So how much is this actually going to cost? As much as we’d love to answer that with a definitive figure, there are a few things to think about here. Read on for the lowdown.
No matter how clear the benefits of no-code to you and your business might seem, ultimately cost is always likely to be the critical factor – whether you’re the decision-maker, or you need to make the argument to other people in your organisation. Fundamentally: is committing to developing your software in no-code going to make economic sense compared to the other options? And how do you make sure that you don’t end up with a huge bill that costs you more than it’s worth?
The cost compared to other options
• Building software
Aside from learning to code and building the software yourself (something that would take a minimum of 4-6 months realistically), the most logical route here would be to hire a team of developers and engineers to build the software for you. As you’re no doubt aware, those professions are pretty in demand at the moment – hard to get hold of and consequently pretty expensive. And if you’re looking to build something sizeable from scratch, you’ll likely need to enlist the help of a team of developers too. No-code platforms, on the other hand, are designed to be used by one or two people who are working closely together. That means a significantly reduced cost for people.
But let’s say you do find a team of developers to take on the job. Because you have a lot less insight into what they’re doing, it’s very common for projects to overrun and for a business to go way over budget. It’s a bit like having your car repaired – costs can quickly spiral because you don’t know what you do and don’t need. Anyone who’s worked at an enterprise level will know it’s very easy to spend $50-100k on development just to get things moving. Using no-code, you can build multiple different apps for that kind of cash.
• Running your software
The challenges, of course, don’t quite stop once you’ve worked out how you’re going to build your software. There are other decisions to take too. What server are you going to host the app on? What database are you going to use for your data? How will you set that up? Then there’s the actual running of the software itself: maintenance, building new features, security audits and testing for bugs. There’s going to be an ongoing cost for a developer to essentially keep the app running smoothly.
A lot of those costs and problems are taken care of by no-code platforms. Not because they don’t exist, but because if you’re running your software with a no-code platform, there are people at that company whose job it is to look after that. These tools have dedicated expertise devoted to aspects like security, databases and servers. The only concern you have is building out the actual functionality of your app and making it work. That cuts out a huge percentage of the costs of the average development project.
The cost of no-code tools
So what about the actual cost of no-code tools themselves? Well… it’s complicated.
Compared to most SaaS platforms (like Zoom, Mailchimp and Slack), no-code tools are more expensive. That’s because they tend to be more complex, harder to maintain and require more support. They also tend to make (or save) you or your business money, which justifies that higher price point.
At a small business level, you can expect to pay anywhere between $50-200 a month. That can be a significant cost for a small business or individual if you’re using numerous tools.

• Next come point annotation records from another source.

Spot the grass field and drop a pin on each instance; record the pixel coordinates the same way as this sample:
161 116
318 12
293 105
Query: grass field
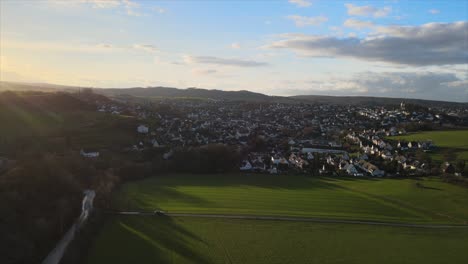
454 140
134 239
152 239
350 198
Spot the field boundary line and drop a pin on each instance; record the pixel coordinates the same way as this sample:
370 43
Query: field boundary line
293 219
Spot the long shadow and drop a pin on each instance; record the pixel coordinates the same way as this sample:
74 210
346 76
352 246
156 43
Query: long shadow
163 235
254 180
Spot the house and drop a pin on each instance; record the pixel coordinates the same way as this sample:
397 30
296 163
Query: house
448 168
371 168
91 154
142 129
351 170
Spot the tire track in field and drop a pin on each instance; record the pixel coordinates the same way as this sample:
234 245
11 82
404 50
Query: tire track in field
220 241
405 205
294 219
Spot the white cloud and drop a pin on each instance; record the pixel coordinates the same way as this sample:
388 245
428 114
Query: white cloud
302 21
425 45
204 71
129 6
423 85
358 24
159 10
355 10
235 45
301 3
145 47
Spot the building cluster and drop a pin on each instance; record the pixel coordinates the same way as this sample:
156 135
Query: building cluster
275 137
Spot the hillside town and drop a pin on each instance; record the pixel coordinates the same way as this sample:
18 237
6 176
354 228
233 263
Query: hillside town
276 138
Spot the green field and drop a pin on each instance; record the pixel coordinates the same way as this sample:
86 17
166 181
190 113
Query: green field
136 239
301 196
152 239
454 140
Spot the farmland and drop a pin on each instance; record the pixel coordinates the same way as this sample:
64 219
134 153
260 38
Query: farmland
136 239
152 239
455 141
300 196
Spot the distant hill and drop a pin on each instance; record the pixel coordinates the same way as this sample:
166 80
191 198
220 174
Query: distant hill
368 100
167 92
150 93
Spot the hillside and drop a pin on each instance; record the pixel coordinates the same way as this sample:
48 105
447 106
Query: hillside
149 93
367 100
167 92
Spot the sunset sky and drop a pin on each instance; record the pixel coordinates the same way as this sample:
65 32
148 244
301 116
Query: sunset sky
413 49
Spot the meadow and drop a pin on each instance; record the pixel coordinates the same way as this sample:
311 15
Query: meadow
451 140
393 200
150 239
167 239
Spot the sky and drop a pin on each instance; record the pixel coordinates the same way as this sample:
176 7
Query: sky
409 49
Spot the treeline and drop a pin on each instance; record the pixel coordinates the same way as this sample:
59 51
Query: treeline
41 196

At an enterprise level, plans for most no-code tools tend to start at around $60k a year – and can run up to north of a million depending on the capabilities you need or how many users (aka “seats”) you need within your organisation. It’s worth noting that negotiation is pretty common at the enterprise level. The key thing is to make sure that the platform you’re talking with is aligned with how you want to use their tool.
What to look out for
1. How the tool is priced
No-code tools are typically priced in two different ways: price per user or price per app. Price per user is the most common type of pricing and basically means there’s a cost for each additional team member who has access to using the platform. That’s normally relatively affordable for a large organisation.
The other pricing plan though, price per app, is something you need to look out for. It basically means if you end up creating 5 different apps on that one platform, you would have to pay for each person on each app. That can obviously get costly pretty quickly but may be economical when you have a handful of important apps, each with many users. With either route, the question you’ll have to be asking is: is this going to be cost-effective for the business to actually make sense?

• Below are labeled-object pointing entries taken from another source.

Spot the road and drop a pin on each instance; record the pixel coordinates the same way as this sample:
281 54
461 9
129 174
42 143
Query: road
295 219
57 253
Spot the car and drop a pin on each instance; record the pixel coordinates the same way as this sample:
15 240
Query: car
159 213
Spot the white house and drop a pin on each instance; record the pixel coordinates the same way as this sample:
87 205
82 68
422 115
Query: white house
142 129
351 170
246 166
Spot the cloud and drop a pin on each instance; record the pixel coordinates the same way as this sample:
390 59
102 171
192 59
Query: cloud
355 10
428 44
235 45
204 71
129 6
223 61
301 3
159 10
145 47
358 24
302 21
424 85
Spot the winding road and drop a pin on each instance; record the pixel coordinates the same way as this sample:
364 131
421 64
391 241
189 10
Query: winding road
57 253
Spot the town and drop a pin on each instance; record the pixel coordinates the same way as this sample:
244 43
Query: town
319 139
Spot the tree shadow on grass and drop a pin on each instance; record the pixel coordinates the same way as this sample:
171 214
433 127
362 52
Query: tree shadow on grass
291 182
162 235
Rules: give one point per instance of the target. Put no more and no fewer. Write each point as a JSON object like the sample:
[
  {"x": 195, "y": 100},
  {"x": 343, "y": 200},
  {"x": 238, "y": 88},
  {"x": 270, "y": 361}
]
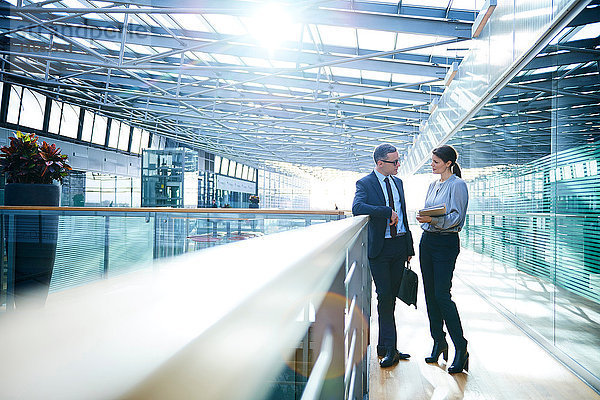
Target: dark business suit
[{"x": 386, "y": 256}]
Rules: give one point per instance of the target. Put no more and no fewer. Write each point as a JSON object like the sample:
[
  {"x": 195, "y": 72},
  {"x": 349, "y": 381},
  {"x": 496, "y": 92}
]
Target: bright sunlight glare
[{"x": 270, "y": 26}]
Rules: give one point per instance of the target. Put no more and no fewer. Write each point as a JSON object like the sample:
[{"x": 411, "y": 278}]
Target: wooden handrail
[
  {"x": 215, "y": 324},
  {"x": 182, "y": 210}
]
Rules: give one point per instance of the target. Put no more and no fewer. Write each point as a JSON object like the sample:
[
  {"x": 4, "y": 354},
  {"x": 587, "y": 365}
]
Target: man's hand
[
  {"x": 423, "y": 218},
  {"x": 394, "y": 218}
]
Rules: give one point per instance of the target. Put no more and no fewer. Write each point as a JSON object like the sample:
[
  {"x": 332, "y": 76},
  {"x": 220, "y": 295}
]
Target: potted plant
[{"x": 30, "y": 170}]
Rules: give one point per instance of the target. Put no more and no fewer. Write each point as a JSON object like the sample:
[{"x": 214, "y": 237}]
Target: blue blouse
[{"x": 454, "y": 194}]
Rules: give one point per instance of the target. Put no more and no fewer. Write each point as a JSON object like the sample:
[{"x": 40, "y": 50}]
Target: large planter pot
[{"x": 34, "y": 237}]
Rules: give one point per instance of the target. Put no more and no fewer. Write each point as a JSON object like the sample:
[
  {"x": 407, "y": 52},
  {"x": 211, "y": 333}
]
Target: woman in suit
[{"x": 438, "y": 250}]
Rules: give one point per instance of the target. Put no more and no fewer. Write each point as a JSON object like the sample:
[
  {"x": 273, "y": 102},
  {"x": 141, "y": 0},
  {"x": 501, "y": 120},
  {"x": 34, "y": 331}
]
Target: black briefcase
[{"x": 408, "y": 287}]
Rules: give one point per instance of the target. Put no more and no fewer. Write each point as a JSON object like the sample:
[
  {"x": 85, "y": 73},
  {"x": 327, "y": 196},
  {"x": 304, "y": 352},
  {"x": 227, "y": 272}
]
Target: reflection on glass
[
  {"x": 100, "y": 126},
  {"x": 530, "y": 157},
  {"x": 69, "y": 123}
]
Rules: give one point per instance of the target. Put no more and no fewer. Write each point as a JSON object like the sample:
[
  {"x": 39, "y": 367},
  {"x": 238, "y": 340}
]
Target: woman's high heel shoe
[
  {"x": 438, "y": 348},
  {"x": 461, "y": 361}
]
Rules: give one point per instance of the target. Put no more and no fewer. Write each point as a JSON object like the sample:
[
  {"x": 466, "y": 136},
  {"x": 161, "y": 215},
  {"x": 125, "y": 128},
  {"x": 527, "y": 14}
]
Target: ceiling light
[
  {"x": 451, "y": 73},
  {"x": 482, "y": 17},
  {"x": 270, "y": 25}
]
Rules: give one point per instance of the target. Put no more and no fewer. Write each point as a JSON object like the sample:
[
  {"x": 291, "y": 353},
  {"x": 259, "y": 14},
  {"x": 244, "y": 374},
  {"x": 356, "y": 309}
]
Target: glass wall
[{"x": 530, "y": 158}]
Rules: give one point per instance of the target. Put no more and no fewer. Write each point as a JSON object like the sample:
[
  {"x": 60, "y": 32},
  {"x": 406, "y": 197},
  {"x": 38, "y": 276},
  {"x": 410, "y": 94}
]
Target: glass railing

2. Different pricing tiers
Most no-code tools have a free tier for you to mess around with. The no-code tool wants you to successfully build an app on their platform so you’re able to see enough value that you’ll actually pay for it. It’s pretty rare for a no-code tool to charge you money before you’ve had an opportunity to see what they can offer.

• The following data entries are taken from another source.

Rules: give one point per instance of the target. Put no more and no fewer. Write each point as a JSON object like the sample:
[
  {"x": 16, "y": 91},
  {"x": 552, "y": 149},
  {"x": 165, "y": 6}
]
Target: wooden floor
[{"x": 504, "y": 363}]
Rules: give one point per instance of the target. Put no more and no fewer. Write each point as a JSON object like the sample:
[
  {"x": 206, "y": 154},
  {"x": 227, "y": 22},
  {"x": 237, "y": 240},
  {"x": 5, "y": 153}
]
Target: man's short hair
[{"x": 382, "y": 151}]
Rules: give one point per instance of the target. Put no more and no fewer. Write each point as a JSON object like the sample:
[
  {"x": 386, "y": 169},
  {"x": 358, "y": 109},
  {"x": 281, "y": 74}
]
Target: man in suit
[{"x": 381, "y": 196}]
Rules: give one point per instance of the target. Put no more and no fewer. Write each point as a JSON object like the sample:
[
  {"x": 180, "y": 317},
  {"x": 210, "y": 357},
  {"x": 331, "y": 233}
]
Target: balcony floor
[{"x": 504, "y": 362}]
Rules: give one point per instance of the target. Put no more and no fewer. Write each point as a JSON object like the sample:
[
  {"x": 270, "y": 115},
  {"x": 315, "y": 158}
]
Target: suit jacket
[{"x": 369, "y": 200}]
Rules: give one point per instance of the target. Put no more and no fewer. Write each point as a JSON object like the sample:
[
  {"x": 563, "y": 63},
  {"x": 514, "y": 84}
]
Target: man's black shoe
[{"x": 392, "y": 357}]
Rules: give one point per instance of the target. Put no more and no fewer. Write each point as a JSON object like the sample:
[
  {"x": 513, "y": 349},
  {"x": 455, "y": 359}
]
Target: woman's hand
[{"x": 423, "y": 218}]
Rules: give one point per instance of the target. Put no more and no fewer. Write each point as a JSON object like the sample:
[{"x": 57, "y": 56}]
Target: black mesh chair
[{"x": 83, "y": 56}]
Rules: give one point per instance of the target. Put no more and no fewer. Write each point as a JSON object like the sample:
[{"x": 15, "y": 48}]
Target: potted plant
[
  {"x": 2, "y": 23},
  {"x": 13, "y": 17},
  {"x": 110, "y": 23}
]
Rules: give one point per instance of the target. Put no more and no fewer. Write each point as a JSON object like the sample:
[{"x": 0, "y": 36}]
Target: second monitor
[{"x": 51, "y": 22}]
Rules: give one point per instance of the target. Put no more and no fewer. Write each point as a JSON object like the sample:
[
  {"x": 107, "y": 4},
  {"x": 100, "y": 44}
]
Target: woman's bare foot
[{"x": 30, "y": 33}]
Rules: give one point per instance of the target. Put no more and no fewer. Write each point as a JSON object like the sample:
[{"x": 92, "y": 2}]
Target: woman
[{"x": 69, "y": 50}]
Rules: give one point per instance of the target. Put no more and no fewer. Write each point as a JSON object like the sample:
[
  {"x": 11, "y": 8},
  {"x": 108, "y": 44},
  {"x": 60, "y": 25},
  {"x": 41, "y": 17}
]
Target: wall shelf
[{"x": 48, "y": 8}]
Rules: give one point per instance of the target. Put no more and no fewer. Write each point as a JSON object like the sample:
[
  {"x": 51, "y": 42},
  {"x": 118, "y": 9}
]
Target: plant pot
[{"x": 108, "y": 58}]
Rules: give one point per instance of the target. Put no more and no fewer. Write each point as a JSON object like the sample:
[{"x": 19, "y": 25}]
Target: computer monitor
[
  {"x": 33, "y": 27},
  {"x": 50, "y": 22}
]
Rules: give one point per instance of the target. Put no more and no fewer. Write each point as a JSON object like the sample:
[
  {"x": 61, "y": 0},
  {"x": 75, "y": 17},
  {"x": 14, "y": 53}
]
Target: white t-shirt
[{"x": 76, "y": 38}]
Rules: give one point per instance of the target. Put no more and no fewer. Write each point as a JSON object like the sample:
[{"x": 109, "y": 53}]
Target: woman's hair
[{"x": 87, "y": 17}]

At the enterprise level, more common is something called a paid POC. That stands for ‘proof of concept’ which is pretty much exactly what it sounds like. You’ll pay the no-code platform a nominal amount of cash, like $5-10k, and they’ll help you build an app, train up a few people in your team, and show you how to get value out of the platform. Sometimes they’ll even do this for free.
3. The small print
Those hidden details matter because extra charges are quite common with no-code tools. With Adalo, for example, there’s a storage charge that you can easily run into as you grow. Or with the automation tool Zapier, there’s a maximum number of ‘zaps’ you can create with specific plans. It’s common to think you can just wait for more users before you have to upgrade your plan, but often the key functionalities you need are unlocked by upgrading to different plans. So always dig into the details.